A bad test is better than no test at all. This isn't rocket science. Throw some identical light, medium and heavy loads for extended periods of time at the devices and see which one knocks out last. You can get a decent idea what the battery life is going to be like.
That should be true in principle, it often isn’t in practice. Long-lasting iPhones, for example, can be obliterated by extremely heavy usage patterns; the 12.9-inch iPad Pro can be made to look abhorrent with heavy use at full brightness, because of the screen drain, which other iPads don’t suffer as much. Use that iPad with light use and it’s a lot better.

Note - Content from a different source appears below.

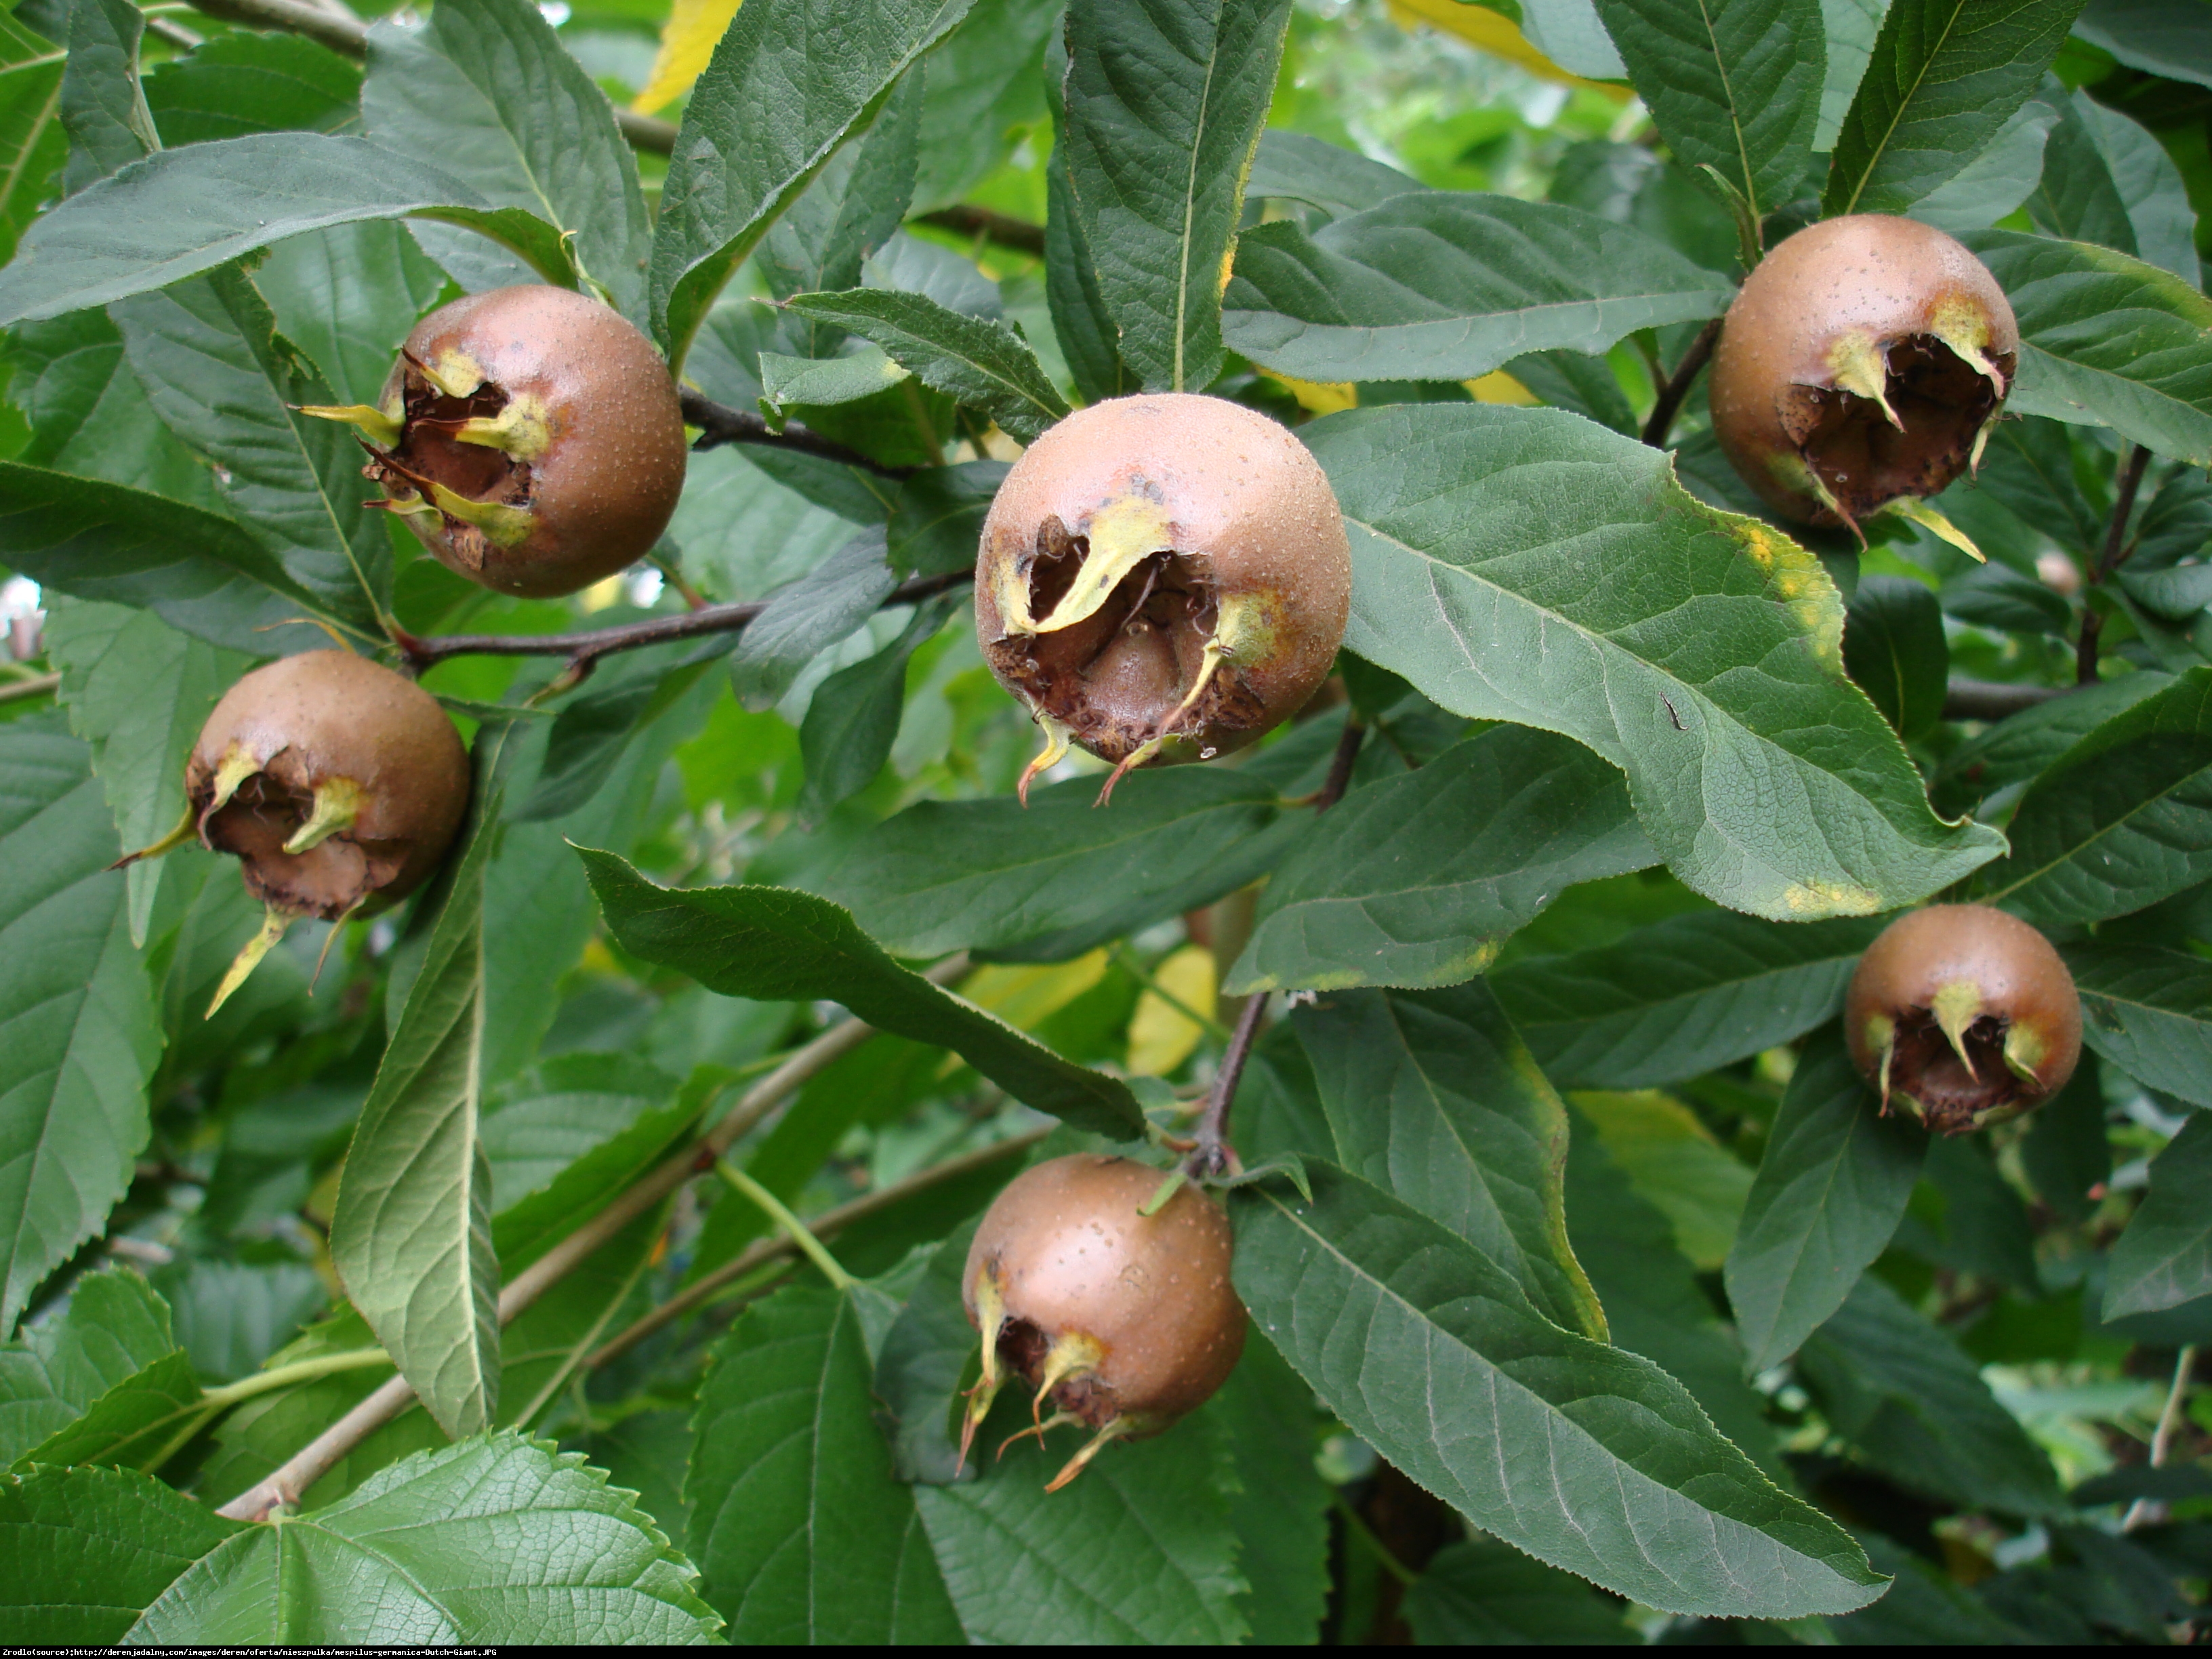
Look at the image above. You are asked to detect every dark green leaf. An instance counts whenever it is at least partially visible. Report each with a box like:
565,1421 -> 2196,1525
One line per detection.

On iPhones, I’ve seen some 11 Pro Max tests back on iOS 13 which were utterly abhorrent, they’d drain it in 5 hours and the person who tested implied that “it still isn’t amazing, didn’t last me the whole day, but I recognize that this test was heavy”. I completely disagree: barring that use, it is enough for everyone but extreme users (that is, people who play games at high brightness on LTE, and for a fairly long time).
I‘d argue, where’s the relevance for the vast majority of users in those tests? Practically nobody matches those usage patterns, and the only thing those tests show is “look, I can drain a 3000 mAh battery on an A13 Bionic on iOS 13 (original version) just as fast as I could drain a half-sized battery on the A7 iPhone 5s“. Almost no regular user will get 5 hours on an 11 Pro Max on iOS 13. I’d be confident enough to say that that test is, for its assumed intents and purposes (i.e., show the device’s battery life), irrelevant. Due to the screen and the tested apps’ increased power draw, if I were to only take that test as measurement, I’d correctly conclude based on that data that the battery life between the iPhone 5s and the 11 Pro Max isn’t all that different. For obvious reasons, that conclusion is flawed.
Even the difference - when there is one - is misleading, because oftentimes devices on extreme drain tests are a lot closer than they actually are in reality: processor efficiency and battery size advantages diminish when pushing the device to its limits. Moderate users would see a better, more logical result than that which is obtained by extreme tests.